The doctor prescribed Kineret injections, and next thing you know his mom has Charcandrick administering them to himself _ an action he mimed the other day as he pointed all over his body to the spots he'd rotate the shots.
Those burned, too, but a few weeks later the pain was subsiding and he could move again and was on the path to recovery.
He had lost so much weight and so much speed but was encouraged ... only to have a relapse the following spring.
At least this time, though, they knew what they were dealing with.
And after another sequence of injections, it subsided again.
It hasn't returned since.
But it's always right there, too, even if the word "junior" no longer exactly applies to West, 26.
"I'm in remission right now," he said, smiling and adding, "I know how close it is."
The last few days, in fact, he's had a cold.
So his mother has been asking if he's experiencing any of the symptoms, but he's been able to reassure her it's nothing unusual.
Still, he thinks about all that when he thinks of where he is, too.
He still thanks his mother every day, she says, especially for what she did for him during that time.
His first game back to full-go his sophomore year of high school, after enduring so much pain and fear, he cried during the national anthem because it was the final signal he was back.
The song and the ritual still hit him that way.

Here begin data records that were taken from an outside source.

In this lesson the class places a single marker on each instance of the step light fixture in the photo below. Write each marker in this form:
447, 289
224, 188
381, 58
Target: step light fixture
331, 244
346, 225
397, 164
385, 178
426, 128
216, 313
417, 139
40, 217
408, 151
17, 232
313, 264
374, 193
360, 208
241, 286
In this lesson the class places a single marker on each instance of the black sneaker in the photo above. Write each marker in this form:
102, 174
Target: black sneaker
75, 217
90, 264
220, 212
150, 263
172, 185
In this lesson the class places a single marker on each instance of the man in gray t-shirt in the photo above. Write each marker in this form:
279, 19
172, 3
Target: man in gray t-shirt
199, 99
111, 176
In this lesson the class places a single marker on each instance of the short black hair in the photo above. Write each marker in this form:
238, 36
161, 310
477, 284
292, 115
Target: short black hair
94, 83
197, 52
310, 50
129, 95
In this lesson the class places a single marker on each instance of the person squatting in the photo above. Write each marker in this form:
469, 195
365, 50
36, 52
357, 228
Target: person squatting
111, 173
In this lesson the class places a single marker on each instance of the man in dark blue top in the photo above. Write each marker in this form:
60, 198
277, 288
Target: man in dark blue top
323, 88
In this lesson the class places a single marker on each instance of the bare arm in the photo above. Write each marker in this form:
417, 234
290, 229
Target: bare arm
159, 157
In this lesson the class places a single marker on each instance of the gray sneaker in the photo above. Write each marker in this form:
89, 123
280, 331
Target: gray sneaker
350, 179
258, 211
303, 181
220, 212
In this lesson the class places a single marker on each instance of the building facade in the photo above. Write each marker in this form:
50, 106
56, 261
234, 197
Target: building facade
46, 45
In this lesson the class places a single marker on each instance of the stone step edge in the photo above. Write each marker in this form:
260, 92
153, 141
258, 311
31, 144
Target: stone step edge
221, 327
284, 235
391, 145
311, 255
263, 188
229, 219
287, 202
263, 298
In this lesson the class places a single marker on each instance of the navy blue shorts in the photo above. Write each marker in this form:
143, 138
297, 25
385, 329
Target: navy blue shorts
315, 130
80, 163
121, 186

"I know all this stuff is going on, but that's the time where I'm like, 'Dang, I'm here,' " said West, an undrafted free agent out of Abilene Christian. "It's the same feeling for me every time."
There's a new feeling with it now, too, for West, who also became more cognizant of taking nothing for granted when mentor Dante' Coleman died at age 35 in the summer of 2015: West put his No. 35 game jersey in Coleman's casket and bears a tattoo on his arm in his honor.
Now in his fourth NFL season, he has the stature to provide hope for others who suffer from an illness that afflicts approximately 50,000 children in the United States.
"The more success you have, the more people listen," he said. "So now I can help others."
That's why he has lent his support to the Arthritis Foundation, including earlier this year taking part in a video with 10-year-old Kansas Citian Jillian Reid to help raise awareness and funds and hosting camps for kids at the Shriner's Hospital back in Shreveport that he wants to make an annual event.
"I love football to death, I love it, but that's not the biggest thing to me about being in the NFL," he said. "Just doing stuff to show kids they still can be something, that's what excites me.
"I don't care if it's a kid in China: If I have to make a trip to China to give a kid some motivation, I'll do it. I'll be there."
Spoken as one who appreciates what he's come from, where he is and what it all really means.
"If I don't play another down, I've lived my dream," he said, later adding, "The people around me, the people who care about me, even the people who don't care about me, I want to show them that I care about them."